MH3 vs MH2 by Mirsee Robotics: Review

MH3 measures 170 x 50 x 40 cm and weighs 75 kg, providing a lighter and more compact frame than MH2's 175 x 50 x 40 cm and 110 kg. The reduced weight of MH3 may facilitate easier deployment in space-constrained areas. Both share similar width and depth at 50 x 40 cm, supporting consistent workspace integration. MH2's added height and mass suggest robustness for heavier industrial loads.

MH3 achieves 3.5 km/h maximum walking speed with indoor SLAM, visual SLAM, and LiDAR mapping for enhanced environmental mapping. MH2 reaches 3.6 km/h using visual SLAM and indoor SLAM exclusively. The LiDAR capability in MH3 enables more accurate 3D mapping in complex indoor settings. Both models support reliable low-speed locomotion suitable for assembly tasks.

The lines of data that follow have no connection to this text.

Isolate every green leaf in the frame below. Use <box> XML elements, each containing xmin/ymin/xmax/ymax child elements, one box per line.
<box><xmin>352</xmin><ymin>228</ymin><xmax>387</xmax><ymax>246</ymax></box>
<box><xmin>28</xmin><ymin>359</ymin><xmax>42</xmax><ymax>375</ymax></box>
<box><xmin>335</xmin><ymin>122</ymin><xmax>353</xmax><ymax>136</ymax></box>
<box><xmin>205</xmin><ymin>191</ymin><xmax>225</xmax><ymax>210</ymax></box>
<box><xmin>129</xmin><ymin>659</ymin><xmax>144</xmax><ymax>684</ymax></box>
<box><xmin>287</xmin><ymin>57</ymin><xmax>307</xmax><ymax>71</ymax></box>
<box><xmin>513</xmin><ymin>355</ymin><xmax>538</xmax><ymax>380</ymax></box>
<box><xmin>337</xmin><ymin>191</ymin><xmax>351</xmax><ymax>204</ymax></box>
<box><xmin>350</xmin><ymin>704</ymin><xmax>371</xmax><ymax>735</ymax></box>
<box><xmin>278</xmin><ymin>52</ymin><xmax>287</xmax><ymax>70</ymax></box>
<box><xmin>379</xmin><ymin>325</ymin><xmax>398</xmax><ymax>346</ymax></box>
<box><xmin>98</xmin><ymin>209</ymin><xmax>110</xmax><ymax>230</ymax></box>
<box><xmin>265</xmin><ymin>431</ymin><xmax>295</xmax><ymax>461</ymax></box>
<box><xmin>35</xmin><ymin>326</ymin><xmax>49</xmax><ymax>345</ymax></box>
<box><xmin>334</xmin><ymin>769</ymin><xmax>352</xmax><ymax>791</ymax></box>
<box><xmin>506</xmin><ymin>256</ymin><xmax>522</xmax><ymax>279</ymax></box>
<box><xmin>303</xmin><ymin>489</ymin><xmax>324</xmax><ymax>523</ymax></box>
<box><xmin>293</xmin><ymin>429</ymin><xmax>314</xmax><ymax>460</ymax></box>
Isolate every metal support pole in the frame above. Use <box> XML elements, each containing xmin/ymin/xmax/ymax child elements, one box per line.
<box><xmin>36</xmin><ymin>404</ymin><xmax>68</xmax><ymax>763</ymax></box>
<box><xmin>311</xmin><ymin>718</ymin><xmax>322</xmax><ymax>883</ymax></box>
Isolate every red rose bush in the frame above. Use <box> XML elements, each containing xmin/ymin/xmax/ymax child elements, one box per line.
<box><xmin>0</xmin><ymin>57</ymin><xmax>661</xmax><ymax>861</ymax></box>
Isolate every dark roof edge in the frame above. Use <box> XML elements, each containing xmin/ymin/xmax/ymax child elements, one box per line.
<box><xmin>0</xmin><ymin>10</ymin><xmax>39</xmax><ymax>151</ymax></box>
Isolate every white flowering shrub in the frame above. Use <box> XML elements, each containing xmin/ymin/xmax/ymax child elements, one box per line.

MH3 incorporates RGB cameras, stereo cameras, LiDAR, ultrasonic sensors, IMU, gyroscope, force sensors in arms, and temperature sensors. MH2 includes RGB cameras, stereo cameras, IMU, gyroscope, force sensors in hands and arms, ultrasonic sensors, and temperature sensors but lacks LiDAR. The additional LiDAR on MH3 improves depth perception and obstacle avoidance. Force sensors differ slightly in placement, with MH3 specifying arms and MH2 hands and arms.

MH3 supports autonomous task programming and learned behaviors beyond teleoperation. MH2 is restricted to remote teleoperation only. This expanded control in MH3 allows for independent operation in structured environments. Both utilize ROS2-based OS with C++ and Python APIs for development.

Both MH3 and MH2 offer 4 years usable battery life. No differences appear in specified power specifications. This longevity supports extended deployments without frequent recharging. Battery performance aligns with demands of continuous industrial use.

MH3 suits skilled labor augmentation in manufacturing assembly, remote operation in hazardous sites, precision tool handling, and dexterity-focused service tasks. MH2 applies to industrial assembly, remote inspection, hazardous material handling, and service robotics. MH3's advanced control enables more autonomous precision work. MH2 focuses on teleoperated inspection and handling.

Both robots run ROS2-based OS with C++ and Python APIs. MH3 adds proprietary teleoperation software supporting VR and haptic feedback. MH2 lacks this specialized software layer. The shared core enables cross-compatible development.

MH3 and MH2 both include force limiting, collision detection, emergency stop, and collaborative mode. MH3 specifies safe proximity sensors additionally. These features ensure human-robot interaction safety. Common elements support industrial compliance.